Sanayi ya da üretimi, Merkez Bankası’nın “İktisadi Yönelim İstatistikleri ve Gerçek Kesim İtimat Endeksi” üzerinden incelediğimizde, beklentilerin de çok olumlu olmadığı görülüyor.
TCMB’nin tıpkı anketinin “Son üç aydaki üretim hacmi”, “Son üç aydaki iç piyasa sipariş miktarı” ve “Son üç aydaki ihracat sipariş miktarı” datalarının grafiği dökülmüş halindeyse 2021 3. çeyreğinden bu yana aşağı taraflı eğilim dikkat çekiyor.
Cumhurbaşkanlığı Strateji ve Bütçe Başkanlığı’nın TÜİK’ten derlediği büyüme datalarında, üretim tekniğiyle GSYH grafiğinde de 2021 yılı 3. çeyreği prestijiyle görülen düşüş dikkat çekiyor.

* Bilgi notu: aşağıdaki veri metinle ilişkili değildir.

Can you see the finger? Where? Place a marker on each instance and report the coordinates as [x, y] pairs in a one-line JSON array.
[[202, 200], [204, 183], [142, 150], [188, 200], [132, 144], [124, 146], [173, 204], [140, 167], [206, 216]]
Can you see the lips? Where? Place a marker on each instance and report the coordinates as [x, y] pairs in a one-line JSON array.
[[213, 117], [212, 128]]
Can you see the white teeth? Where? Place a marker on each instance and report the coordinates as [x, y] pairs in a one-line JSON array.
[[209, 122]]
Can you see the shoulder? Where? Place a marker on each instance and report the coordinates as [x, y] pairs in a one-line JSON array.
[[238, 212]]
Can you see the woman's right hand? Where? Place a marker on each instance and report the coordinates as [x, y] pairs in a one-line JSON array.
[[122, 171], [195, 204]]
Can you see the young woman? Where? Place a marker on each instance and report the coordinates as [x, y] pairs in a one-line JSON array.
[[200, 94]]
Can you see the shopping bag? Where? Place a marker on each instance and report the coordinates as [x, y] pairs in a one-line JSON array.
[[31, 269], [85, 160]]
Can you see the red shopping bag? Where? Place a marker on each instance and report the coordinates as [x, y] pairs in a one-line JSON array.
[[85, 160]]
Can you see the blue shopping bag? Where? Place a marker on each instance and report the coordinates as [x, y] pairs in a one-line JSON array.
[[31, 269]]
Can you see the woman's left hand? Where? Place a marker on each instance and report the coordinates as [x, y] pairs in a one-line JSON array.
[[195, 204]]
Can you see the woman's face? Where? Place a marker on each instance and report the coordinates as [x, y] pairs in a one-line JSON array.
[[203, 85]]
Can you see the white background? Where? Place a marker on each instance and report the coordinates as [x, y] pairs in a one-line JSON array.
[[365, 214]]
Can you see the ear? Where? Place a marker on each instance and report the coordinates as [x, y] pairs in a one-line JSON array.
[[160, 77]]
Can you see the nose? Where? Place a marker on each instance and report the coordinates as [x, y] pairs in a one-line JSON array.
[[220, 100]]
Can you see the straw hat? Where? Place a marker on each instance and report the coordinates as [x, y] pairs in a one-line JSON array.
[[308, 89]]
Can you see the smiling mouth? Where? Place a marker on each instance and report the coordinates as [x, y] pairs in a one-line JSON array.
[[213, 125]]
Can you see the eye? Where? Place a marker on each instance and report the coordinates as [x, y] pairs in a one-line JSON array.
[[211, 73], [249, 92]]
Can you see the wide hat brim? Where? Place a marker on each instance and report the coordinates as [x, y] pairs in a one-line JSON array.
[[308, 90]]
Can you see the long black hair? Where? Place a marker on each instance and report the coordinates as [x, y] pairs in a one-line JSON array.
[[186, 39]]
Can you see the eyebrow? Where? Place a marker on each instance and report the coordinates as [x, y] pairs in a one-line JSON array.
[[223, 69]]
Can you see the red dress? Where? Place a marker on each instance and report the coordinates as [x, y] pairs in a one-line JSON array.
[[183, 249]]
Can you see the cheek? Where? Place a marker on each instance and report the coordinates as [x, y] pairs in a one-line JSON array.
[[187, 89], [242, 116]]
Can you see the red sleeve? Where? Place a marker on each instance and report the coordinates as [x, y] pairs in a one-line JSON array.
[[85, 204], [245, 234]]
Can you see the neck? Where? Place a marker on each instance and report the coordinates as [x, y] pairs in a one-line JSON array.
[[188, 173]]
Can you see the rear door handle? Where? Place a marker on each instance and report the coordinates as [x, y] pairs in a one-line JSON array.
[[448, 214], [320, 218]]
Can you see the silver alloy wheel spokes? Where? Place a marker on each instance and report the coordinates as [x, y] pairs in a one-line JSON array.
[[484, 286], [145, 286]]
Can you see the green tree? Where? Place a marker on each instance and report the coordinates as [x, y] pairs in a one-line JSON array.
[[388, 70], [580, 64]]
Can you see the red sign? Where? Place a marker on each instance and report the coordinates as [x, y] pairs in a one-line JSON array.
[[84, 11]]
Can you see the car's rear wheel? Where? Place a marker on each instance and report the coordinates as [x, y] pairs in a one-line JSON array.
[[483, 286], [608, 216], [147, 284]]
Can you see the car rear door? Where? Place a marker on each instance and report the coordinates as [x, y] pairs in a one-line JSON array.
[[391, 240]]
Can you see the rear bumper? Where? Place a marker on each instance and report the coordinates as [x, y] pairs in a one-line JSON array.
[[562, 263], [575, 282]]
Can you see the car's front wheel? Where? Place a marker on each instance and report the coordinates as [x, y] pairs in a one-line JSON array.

Son olarak ülkelerin batmasını getiren gerçek, bireylerde ve şirketlerde de olduğu üzere, “borç” oluyor. Hazine ve Maliye Bakanlığı, “Türkiye Dış Borç İstatistikleri” verisi üzerinden Brüt Dış Borç Stoku ve Brüt Dış Borç Stokunun GSYH oranı grafiğinin 2000 yılından bu yana seyrine bakıldığında ülkede yaşanan son büyük ekonomik krizin olduğu 2001 düzeyine yakın görünüyor.
Ekonomistler uzun müddettir birçok bilgiye dikkat çekiyor. Üretimde sorun yaşadığımız, dış ticaret ve cari açığın arttığı, para ünitemizin kıymet kaybettiği üzere birçok sorun olmaya aday ekonomik bilgimiz bulunuyor. Tüm bunların tek nedeni faiz indirimi ya da indirimin zamanlaması olmazken, problemlerin nedenleri sıralamasında birinci sırada geliyor.
Düşük faiz iktisatların sıhhati için istenen bir durum olurken, diyetisyenlerin beslenme listesinde yağ, karbonhidrat, protein üzere besin kümelerini istikrarda ve ölçüde vermesi misali düşünüldüğünde iktisatta de tüm bilgilerin istikrarı ve ölçüsü kıymetli oluyor.
Özetle, ülkelerin batması kolay bir olgu değildir. Şirketler üzere kapıyı kapatıp da gitmek olmadığından, battık mı? Batmadık. Fakat bir Michael Phelps üzere de yüzdüğümüz söylenemez.